Introduction to residual correction
Two ways of finding $w$ such that $f(w)=b$:
- solve $f(w)=b$ by using approximate inverse $g\approx f^{-1}$ on current residual $f(w)-b$ to update $w$
- minimize $\|f(w)-b\|^2$ using gradient descent in transformed coordinates $u=T w$
The former approach is called the method of "residual correction" in scientific literature. The latter view is common in Machine Learning. These two views suggest following two ways to design a new iterative method :
- Craft an approximate inverse $g\approx f^{-1}$
- Come up with a coordinate transformation $T$
Often these views are interchangeable although "residual correction" view is more general.
Taking $f(w)=Aw$ we get Newton's method if we:
- apply residual correction with $g(u)=A^\dagger u$
- perform gradient descent with $T=(A^TA)^{-1/2}$.
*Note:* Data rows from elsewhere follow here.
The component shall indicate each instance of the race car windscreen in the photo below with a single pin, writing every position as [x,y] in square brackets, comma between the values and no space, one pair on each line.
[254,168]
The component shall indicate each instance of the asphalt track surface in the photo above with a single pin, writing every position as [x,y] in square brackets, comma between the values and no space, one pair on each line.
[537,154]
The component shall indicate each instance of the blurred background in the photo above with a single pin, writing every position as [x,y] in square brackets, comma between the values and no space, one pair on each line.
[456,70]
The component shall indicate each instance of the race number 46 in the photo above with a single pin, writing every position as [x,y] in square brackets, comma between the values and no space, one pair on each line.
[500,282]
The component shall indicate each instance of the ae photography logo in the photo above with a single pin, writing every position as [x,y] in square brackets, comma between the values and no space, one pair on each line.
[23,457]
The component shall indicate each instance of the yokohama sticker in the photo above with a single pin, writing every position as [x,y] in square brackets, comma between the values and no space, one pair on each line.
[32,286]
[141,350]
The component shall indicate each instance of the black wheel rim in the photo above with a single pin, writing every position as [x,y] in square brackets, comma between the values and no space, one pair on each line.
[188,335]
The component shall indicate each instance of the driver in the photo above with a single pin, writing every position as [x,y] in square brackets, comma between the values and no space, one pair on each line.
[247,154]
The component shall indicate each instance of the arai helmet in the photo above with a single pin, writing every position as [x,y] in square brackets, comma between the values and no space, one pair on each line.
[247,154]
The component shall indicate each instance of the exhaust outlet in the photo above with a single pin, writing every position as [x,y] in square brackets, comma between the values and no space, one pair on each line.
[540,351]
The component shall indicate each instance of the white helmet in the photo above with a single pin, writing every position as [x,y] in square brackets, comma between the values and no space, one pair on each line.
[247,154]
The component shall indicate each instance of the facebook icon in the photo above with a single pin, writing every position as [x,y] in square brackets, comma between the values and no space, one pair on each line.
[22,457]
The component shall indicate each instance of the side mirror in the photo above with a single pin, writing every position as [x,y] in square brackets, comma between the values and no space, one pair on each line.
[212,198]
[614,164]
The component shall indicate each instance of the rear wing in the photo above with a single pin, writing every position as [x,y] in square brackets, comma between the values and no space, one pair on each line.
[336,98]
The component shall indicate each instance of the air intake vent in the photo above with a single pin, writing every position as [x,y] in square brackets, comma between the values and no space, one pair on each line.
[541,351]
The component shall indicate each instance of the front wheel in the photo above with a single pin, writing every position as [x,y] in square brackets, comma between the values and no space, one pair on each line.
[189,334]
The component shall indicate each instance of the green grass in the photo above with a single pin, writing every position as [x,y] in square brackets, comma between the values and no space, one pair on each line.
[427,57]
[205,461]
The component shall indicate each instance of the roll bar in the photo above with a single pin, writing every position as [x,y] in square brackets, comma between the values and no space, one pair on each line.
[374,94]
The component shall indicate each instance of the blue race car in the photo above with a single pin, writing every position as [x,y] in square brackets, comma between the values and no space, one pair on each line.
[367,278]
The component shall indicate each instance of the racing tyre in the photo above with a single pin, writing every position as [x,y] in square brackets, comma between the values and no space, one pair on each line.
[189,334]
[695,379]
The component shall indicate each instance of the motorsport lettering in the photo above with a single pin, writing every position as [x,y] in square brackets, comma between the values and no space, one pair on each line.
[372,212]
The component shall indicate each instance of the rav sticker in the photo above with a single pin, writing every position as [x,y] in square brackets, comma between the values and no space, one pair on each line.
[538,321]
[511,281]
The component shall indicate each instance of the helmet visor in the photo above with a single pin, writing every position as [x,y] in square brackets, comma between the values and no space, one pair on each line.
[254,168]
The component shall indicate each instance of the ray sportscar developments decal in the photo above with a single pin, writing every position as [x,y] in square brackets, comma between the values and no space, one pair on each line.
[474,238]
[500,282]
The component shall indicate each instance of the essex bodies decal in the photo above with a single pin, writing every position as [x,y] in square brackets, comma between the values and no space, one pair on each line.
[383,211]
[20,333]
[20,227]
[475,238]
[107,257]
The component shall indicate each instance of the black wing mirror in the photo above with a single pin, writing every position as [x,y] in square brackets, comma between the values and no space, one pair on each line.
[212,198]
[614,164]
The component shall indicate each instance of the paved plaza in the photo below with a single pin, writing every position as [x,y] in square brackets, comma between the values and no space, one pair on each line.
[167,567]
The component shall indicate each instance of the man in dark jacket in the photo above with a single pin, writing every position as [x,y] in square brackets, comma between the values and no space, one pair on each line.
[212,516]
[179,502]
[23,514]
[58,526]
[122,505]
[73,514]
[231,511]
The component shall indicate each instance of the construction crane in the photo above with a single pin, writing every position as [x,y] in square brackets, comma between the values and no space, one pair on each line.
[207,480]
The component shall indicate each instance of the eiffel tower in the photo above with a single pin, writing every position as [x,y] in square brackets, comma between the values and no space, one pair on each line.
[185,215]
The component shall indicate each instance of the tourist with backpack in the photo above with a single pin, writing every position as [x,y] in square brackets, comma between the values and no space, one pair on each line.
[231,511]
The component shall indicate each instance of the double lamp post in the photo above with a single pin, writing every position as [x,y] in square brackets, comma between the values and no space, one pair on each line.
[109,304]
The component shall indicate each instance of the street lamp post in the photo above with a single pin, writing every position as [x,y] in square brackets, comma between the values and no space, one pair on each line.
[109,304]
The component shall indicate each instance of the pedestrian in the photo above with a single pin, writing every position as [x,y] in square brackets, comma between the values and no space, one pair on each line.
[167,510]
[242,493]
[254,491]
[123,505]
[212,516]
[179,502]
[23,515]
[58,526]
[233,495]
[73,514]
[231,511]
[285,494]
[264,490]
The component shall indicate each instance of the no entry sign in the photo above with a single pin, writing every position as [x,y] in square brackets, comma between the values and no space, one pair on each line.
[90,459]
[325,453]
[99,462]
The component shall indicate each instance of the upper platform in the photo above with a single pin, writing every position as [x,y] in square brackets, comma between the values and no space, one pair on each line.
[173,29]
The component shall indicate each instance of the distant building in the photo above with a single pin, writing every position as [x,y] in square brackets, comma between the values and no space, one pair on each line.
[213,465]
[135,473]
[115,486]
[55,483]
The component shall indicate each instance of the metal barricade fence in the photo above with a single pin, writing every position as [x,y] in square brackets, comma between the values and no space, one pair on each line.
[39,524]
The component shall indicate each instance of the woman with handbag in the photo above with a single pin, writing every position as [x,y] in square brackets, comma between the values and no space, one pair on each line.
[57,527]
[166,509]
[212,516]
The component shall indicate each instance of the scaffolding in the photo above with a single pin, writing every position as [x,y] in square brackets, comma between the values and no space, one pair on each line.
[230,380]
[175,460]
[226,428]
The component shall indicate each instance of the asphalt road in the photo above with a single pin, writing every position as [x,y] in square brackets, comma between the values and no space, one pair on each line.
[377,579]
Residual correction algorithm
Suppose we seek $w$ such that $f(w)=b$. Start with a random $w$ and apply the following update:
$$\begin{equation} \label{iterate} w=w-g(f(w)-b) \end{equation}$$Here, $g$ is the inverse of $f$ and this iteration converges in a single step. Make it cheaper by using an approximate inverse $g$ with $g(f(w))\approx w$. Approximation errors means we might not get the answer in a single step, but under some conditions iterating Eq $\ref{iterate}$ will shrink the error to 0.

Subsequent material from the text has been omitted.